Friedrich offers a night studio class, which is voluntary, for his art students. The studio is open each Tuesday from 6-9 p.m. and gives students a chance to catch up or work ahead on art projects.

None of the high school students comes because they are required to. They come because they are in love with art -- in whatever form it might take.

In an age when some schools are choosing between fine arts programs or athletics, Friedrich said he hasn't had any trouble finding support for his students and their work. The balance between arts and sports is fairly equal in the district, he said.

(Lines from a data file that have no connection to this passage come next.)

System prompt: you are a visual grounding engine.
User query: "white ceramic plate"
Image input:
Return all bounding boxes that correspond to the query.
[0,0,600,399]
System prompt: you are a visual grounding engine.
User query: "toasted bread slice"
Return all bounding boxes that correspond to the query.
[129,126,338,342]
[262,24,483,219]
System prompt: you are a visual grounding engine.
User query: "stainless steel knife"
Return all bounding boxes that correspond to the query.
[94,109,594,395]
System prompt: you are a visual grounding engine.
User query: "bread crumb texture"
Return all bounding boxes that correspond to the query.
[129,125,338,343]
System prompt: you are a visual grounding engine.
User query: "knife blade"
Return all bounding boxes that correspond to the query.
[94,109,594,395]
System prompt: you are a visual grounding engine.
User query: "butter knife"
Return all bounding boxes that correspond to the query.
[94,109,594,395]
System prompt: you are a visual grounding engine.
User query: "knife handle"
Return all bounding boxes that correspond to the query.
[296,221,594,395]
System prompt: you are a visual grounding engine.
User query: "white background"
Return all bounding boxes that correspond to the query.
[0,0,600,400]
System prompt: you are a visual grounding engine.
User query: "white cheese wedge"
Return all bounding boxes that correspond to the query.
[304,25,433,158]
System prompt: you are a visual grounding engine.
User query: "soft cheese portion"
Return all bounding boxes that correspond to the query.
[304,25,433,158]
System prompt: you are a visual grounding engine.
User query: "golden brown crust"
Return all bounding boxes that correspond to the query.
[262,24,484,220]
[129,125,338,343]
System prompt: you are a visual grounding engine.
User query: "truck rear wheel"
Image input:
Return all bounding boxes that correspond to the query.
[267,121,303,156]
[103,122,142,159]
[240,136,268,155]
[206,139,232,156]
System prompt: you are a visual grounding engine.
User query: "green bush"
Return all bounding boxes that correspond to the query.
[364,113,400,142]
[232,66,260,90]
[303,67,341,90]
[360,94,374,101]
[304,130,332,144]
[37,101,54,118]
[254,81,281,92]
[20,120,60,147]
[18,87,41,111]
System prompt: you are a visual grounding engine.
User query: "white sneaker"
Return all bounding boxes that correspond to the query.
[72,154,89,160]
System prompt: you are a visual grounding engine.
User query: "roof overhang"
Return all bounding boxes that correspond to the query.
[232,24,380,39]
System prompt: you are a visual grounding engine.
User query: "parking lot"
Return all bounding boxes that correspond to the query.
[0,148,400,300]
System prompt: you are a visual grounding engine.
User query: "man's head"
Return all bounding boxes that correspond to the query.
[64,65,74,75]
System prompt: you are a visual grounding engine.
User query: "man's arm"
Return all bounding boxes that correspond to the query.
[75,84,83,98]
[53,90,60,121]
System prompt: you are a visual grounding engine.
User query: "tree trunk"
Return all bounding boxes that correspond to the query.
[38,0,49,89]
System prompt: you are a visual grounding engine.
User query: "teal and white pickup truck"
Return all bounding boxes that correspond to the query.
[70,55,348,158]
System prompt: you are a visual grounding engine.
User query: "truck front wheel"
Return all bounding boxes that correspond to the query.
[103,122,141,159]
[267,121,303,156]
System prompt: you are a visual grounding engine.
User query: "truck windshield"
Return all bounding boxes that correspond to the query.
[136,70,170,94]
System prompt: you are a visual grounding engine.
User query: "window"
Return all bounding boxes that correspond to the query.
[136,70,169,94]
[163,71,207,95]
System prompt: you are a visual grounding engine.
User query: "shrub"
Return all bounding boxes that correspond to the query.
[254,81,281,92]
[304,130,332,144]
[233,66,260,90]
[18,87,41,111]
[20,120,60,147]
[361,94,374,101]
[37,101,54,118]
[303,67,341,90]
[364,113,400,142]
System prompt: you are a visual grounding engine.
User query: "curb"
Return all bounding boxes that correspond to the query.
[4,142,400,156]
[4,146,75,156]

The school supports the students' creativity by displaying their work in a case near the front entrance. A flamingo lamp, complete with feathers and a pink light bulb for its face, sits just inside the doorway to the school's main entrance. Now the case is full of pottery and some small lamps.

The seniors currently have an exhibit at Kelsen Gallery, which remains open through Monday.

Sometimes the studio night sessions are designed around a topic, although they began this year as a way to give students more time to work on sculpture projects. Last week the topic was learning how to stretch a canvas for painting.

The studio sessions give students a good basis for continuing their art education, Friedrich said.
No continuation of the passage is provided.